D’ailleurs indique l’apothicaire dans un avertissement: « j’aurois été fenfible à ces critiques fi je me les étois attirées par des erreurs ou des fautes groffières, mais celles qu’on avait cru y découvrir fe font évanouies au moyen des écclairciffements que j’ai donnés ».

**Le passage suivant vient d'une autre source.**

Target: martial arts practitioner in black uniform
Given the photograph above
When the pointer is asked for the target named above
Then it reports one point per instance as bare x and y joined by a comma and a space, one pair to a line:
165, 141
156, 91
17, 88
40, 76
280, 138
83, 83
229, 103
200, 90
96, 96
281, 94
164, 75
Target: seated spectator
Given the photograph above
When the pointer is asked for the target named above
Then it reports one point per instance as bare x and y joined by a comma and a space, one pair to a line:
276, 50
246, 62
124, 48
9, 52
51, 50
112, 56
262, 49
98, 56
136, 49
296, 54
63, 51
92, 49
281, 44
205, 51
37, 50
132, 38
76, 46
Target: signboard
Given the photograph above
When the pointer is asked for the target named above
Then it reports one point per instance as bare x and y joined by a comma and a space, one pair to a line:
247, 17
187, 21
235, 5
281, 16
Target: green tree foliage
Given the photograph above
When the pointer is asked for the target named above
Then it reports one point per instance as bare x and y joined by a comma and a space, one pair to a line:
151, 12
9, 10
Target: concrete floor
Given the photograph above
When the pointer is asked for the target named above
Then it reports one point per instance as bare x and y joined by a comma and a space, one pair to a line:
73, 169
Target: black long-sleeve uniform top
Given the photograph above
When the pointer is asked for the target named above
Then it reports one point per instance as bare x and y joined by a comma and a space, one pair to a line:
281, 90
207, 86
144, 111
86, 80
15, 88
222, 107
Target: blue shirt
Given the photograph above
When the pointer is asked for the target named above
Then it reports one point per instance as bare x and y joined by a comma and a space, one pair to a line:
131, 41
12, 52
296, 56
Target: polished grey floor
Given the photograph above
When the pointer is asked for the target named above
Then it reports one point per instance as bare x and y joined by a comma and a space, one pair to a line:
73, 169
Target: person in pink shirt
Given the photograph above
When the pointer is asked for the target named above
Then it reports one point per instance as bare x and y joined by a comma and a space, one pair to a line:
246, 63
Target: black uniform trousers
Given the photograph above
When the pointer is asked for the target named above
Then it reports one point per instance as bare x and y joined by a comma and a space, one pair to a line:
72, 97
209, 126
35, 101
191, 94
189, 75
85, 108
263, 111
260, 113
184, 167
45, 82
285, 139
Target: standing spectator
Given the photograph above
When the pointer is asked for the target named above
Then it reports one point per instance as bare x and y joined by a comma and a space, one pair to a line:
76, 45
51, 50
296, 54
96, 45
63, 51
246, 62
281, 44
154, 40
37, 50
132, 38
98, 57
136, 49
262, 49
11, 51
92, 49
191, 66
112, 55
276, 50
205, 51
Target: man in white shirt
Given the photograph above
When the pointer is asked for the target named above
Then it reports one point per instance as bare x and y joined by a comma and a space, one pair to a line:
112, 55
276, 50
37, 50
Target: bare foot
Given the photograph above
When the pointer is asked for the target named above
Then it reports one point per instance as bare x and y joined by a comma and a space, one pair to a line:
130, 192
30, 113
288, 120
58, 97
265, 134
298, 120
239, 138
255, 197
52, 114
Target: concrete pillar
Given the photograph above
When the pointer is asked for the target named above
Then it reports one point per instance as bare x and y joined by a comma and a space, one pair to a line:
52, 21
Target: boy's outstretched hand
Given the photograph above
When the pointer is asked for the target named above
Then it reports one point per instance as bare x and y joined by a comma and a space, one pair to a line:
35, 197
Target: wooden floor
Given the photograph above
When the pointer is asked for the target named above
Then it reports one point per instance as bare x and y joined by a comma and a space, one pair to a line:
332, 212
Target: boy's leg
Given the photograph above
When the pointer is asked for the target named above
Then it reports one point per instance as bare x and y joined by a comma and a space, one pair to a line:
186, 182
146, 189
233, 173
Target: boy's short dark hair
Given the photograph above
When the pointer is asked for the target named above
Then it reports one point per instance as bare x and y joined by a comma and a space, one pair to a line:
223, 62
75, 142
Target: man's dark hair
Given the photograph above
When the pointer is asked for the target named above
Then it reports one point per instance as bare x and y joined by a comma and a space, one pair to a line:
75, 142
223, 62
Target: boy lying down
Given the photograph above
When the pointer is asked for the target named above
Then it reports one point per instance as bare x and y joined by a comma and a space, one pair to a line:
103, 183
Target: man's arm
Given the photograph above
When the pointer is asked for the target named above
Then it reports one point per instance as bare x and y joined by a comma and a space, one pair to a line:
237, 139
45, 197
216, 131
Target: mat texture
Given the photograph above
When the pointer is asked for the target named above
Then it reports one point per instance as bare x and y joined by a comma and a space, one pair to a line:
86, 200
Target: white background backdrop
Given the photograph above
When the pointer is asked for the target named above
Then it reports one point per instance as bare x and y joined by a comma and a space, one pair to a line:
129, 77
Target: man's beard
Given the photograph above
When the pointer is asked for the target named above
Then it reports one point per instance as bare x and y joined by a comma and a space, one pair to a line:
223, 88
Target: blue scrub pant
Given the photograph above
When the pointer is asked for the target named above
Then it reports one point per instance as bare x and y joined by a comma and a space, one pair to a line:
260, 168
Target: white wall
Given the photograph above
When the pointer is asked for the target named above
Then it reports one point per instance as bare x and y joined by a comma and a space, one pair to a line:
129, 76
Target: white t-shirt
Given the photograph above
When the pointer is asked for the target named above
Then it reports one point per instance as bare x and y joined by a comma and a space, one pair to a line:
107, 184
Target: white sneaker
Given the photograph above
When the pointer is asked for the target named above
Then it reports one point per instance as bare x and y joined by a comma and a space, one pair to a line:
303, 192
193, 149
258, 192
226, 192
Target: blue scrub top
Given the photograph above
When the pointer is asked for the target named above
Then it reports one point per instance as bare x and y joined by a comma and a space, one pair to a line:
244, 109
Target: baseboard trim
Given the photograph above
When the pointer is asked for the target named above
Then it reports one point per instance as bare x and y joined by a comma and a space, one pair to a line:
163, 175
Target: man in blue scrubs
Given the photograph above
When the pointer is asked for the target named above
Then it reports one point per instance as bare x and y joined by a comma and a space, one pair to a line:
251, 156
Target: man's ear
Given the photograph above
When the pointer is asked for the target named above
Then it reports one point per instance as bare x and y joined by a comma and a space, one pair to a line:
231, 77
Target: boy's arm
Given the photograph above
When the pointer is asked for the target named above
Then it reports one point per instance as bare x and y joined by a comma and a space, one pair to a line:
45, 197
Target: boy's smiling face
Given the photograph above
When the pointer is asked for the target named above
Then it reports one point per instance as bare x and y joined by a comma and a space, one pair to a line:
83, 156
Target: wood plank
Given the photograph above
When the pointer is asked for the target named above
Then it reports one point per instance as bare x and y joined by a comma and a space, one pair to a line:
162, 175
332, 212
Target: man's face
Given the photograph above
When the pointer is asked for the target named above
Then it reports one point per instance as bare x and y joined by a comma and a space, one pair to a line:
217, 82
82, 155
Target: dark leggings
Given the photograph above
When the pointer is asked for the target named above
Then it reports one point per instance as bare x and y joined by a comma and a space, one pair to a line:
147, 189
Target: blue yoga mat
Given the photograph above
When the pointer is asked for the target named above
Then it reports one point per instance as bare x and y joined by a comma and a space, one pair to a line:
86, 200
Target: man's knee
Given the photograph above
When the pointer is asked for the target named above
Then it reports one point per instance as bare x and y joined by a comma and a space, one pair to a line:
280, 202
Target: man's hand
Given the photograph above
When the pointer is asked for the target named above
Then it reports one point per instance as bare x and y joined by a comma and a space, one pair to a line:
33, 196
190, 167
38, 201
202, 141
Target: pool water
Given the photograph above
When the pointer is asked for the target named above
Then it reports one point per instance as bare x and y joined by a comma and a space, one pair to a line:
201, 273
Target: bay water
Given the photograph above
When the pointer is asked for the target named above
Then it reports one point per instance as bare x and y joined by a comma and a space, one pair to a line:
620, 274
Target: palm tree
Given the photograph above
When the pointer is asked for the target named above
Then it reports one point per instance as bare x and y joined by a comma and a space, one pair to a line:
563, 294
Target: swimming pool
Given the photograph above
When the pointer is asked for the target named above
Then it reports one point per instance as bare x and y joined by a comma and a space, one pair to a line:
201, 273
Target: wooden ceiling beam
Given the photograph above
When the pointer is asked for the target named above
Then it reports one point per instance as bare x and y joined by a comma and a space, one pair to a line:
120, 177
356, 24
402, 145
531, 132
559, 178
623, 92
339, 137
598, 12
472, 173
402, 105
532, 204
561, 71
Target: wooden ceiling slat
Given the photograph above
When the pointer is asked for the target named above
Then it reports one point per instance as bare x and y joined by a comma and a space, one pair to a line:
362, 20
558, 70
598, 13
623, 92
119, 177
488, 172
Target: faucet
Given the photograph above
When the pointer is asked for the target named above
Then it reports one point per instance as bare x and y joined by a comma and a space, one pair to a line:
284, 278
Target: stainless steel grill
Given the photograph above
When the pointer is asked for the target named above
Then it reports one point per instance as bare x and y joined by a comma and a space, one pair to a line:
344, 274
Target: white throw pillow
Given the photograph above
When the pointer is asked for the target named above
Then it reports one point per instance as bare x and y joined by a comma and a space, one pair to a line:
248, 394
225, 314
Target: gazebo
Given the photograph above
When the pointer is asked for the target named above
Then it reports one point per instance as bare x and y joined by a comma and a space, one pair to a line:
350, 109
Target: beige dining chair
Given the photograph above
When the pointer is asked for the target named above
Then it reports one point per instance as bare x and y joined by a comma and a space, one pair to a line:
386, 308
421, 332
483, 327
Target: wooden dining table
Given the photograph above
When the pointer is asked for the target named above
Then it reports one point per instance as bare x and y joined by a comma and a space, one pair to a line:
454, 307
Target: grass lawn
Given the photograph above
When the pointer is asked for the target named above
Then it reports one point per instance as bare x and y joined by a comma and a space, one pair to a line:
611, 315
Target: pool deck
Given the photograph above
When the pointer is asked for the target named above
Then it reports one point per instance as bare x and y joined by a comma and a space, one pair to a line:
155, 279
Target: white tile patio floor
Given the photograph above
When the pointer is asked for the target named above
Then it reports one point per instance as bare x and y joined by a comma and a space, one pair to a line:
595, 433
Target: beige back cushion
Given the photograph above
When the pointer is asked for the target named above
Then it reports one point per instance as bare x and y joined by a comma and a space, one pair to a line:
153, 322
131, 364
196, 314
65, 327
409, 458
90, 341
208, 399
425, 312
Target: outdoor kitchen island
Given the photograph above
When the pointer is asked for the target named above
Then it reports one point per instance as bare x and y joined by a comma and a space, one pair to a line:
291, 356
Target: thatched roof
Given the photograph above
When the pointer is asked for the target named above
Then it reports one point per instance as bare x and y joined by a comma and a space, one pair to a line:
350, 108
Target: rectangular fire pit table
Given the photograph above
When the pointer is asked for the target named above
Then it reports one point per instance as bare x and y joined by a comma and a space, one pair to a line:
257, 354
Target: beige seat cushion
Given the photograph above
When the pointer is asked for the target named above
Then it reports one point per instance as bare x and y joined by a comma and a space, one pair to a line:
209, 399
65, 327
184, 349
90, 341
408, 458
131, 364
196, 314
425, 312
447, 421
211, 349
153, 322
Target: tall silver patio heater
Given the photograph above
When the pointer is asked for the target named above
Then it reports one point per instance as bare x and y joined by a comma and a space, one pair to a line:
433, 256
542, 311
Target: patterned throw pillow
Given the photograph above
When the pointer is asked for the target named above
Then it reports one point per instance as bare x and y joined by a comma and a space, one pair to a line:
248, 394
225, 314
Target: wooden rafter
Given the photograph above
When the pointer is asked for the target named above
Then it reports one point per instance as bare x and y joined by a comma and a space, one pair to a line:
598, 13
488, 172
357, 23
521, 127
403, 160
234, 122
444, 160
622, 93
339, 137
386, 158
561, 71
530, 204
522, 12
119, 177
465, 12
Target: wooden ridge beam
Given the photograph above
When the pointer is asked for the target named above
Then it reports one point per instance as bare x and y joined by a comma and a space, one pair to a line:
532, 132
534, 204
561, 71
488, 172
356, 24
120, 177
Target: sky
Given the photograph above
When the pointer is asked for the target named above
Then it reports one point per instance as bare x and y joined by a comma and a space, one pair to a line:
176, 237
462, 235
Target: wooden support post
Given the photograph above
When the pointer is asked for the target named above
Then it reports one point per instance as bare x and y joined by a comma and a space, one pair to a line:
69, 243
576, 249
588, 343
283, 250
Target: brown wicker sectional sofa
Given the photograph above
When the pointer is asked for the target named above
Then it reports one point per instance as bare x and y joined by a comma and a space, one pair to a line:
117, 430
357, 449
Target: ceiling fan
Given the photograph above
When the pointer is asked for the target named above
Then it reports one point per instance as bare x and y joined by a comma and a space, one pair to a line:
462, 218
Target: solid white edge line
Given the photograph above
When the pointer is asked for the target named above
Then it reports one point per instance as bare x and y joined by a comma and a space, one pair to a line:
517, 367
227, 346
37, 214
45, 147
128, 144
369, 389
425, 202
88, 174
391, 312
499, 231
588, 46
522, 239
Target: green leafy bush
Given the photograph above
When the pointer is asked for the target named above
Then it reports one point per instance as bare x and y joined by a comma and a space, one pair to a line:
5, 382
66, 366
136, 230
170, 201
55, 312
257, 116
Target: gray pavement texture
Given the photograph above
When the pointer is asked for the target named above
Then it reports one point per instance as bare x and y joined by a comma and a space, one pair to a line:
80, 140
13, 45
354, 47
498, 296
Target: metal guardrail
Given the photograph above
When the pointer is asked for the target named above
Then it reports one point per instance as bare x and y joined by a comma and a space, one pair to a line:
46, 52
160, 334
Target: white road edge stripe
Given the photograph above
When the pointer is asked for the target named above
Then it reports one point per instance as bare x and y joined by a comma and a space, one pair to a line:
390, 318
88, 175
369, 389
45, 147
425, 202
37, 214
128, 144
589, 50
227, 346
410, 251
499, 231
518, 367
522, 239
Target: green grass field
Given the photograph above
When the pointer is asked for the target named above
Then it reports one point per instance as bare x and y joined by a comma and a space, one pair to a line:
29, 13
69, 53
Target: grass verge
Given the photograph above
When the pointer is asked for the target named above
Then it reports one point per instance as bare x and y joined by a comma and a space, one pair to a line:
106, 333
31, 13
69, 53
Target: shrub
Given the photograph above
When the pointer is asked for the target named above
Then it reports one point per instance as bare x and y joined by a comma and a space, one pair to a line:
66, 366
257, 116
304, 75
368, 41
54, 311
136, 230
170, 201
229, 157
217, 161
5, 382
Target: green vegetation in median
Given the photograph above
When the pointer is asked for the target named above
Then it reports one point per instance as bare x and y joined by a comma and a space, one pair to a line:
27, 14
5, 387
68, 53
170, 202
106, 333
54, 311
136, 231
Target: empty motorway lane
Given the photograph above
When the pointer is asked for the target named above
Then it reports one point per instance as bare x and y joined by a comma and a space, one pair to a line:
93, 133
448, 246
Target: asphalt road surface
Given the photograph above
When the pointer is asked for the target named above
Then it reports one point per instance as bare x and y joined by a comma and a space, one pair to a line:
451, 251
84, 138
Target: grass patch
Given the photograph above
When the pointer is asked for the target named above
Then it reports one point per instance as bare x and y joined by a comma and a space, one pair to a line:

Mais, rajoute-t-il sur le même ton qu’il aurait sans doute employé devant une commission d’enquête parlementaire, « eft-il possible de fe mettre à l’abri de la critique d’une forte de gens défœuvrés qui n’ont tout au plus que le demi-favoir et qui ofent prendre un ton magiftral »? Défendre ses connaissances, analyses et convictions dans ce domaine n’a été jamais chose facile.
L’histoire bégaiera certes moins lorsque l’on se sera rafraîchi le gosier avec un bon ballon de blanc égayé de quelques cloportes en suspension. Alors tant qu’on a la « fanté », à la bonne vôtre.
PHB
Délectable! Pour ma part, je continuerai à suivre la médication plus récente du docteur E.A.Maury : « Soignez-vous par le vin » (J.P.Delarge, 1974). Selon l’état maladif, bourgognes, bordeaux et autres côtes-du-rhône de toutes les couleurs assurent un prompt rétablissement. Par exemple, pour l’hypertension, il est conseillé de boire deux verres de Sancerre blanc par repas. Pourquoi? « Parce-que ces vins sont diurétiques; ils provoquent ainsi une décharge de chlorures, d’urée et d’acide urique; ils aident donc à l’élimination de l’excès de liquide organique qui favorise la pléthore sanguine, laquelle représente un facteur important dans la tendance à l’hypertension. » Ma foi, je veux bien le croire sur parole!